I dati sulla violenza

La percentuale di collaboratrici che ha vissuto episodi di violenza è molto elevato (22%) ed è equivalente, ponderando i dati rispetto alla maggiore estensione di fascia di età, a quella rilevata da Istat (30%). La violenza psicologica ha riguardato il 34% delle donne intervistate , quella fisica il 25%, quella sessuale il 15% e lo stalking il 14%. Gli episodi sono avvenuti in prevalenza fra i 20 e i 40 anni. Un dato interessante: il 41% delle donne e il 23% degli uomini intervistati dice di essere a conoscenza di episodi di violenza fra la cerchia dei conoscenti ma stima che la percentuale scenda rispettivamente al 23% e al 13% se ci si riferisce alle proprie colleghe. «Sfatiamo uno stereotipo -denunciano gli estensori della ricerca- la violenza non riguarda solo alcune persone e alcune categorie sociali, ma è tra noi, uomini e donne di istruzione superiore, affermati socialmente e professionalmente, appartenenti alla cultura europea, affrancati ormai da condizionamenti di modelli culturali arcaici».

I comportamenti di sopraffazione più frequenti sono ritenuti: Pretendere che alcune faccende di casa e di cura siano di esclusiva pertinenza della donna (94%), Fare battute a sfondo sessuale (87%), Fare avance fisiche (85%), Obbligare a lasciare il lavoro per accudire ai figli (77%), Stalking (83%), Insultare (71%), Impedire di prendere decisioni sulla gestione economica (68%), Controllare computer e chat (66%).
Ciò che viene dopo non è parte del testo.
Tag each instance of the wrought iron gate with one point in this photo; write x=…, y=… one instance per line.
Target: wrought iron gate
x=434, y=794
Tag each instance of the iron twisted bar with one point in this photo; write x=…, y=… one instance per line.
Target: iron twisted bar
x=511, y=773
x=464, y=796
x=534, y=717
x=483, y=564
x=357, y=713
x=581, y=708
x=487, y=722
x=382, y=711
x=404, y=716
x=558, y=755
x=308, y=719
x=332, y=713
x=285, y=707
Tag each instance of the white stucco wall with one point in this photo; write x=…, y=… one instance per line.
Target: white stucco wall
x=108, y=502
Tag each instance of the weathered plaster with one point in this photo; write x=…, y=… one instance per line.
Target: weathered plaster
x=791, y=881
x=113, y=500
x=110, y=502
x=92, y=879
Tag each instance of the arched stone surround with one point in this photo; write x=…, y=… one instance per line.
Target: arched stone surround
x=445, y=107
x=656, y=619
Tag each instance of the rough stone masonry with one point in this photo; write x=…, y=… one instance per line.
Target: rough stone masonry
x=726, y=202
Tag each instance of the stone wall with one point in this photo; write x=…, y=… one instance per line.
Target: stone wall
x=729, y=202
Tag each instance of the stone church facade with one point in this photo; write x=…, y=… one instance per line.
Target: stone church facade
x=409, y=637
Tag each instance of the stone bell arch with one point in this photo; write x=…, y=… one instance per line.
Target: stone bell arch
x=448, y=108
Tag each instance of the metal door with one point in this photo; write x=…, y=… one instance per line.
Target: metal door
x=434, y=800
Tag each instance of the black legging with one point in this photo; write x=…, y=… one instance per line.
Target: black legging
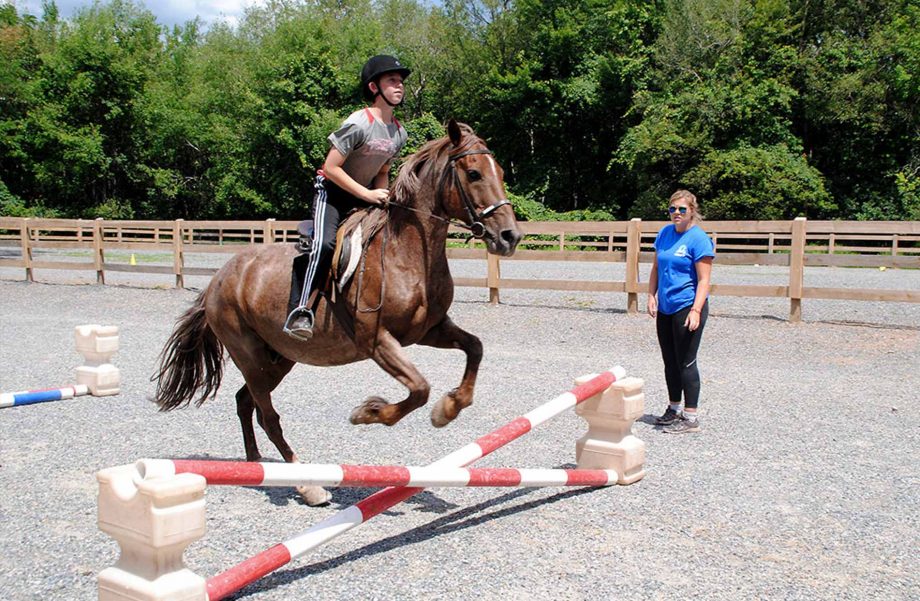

Vi è però una diversa percezione fra le donne (più sensibili) e gli uomini per quanto riguarda lo stalking (con una differenza del 19%) a cui segue il controllo del pc e del telefono con (il 15%) e l’insulto con (14%). Donne e uomini differiscono inoltre del 15% sia nell’osservazione dei comportamenti che indicano dinamiche di sopruso più sottili (condizionare la scelta degli amici, il modo di vestire, dileggiare di fronte ad altri) sia in quelli che si riferiscono a violenze più esplicite (forzare rapporti sessuali non voluti, minacciare, dare calci e pugni, stuprare).

«Quello che abbiamo notato durante la Ricerca - commentano Marilù Guglielmini e Debora Moretti responsabili del Progetto Libellula - è che il concetto di violenza è vissuto in modo diverso in base all’età. Le persone più adulte, sopra i 35 anni, riconoscono le diverse sfumature della violenza, l’isolamento, la violenza psicologia, la possessività, la violenza economica.I più giovani invece associano la violenza prevalentemente solo al femminicidio e allo stupro. Riteniamo -commentano ancora- che questo sia dovuto al fatto che il concetto di violenza sulle donne al quale hanno accesso è quello proposto dalla cronaca, che poco affrontano il tema da un punto di vista culturale e raccontando le diverse sfaccettature del fenomeno. Ci sono diversi aspetti della violenza che non sono quindi riconosciuti dalle fasce più giovani e quindi di conseguenza sono più a rischio di essere agiti. È il caso delle affermazioni “ è geloso perché ci tiene a me”, “controlla il mio abbigliamento perché è geloso, “mi ama”,”Mi vuole solo per lui perché mi ama”.

Una delle armi potenti in mano alle aziende per combattere la violenza sulle donne è una seria politica di pari opportunità che garantisca parità di accesso, di sviluppo e di carriera. Lo dicono con chiarezza gli intervistati indicandola il 68% delle volte (il voto era multiplo). Seguono i servizi di consulenza legale e psicologica, i corsi di difesa personale, l’erogazione di seminari e giornate formative sui temi rivolte rivolte ai dipendenti e propri familiari.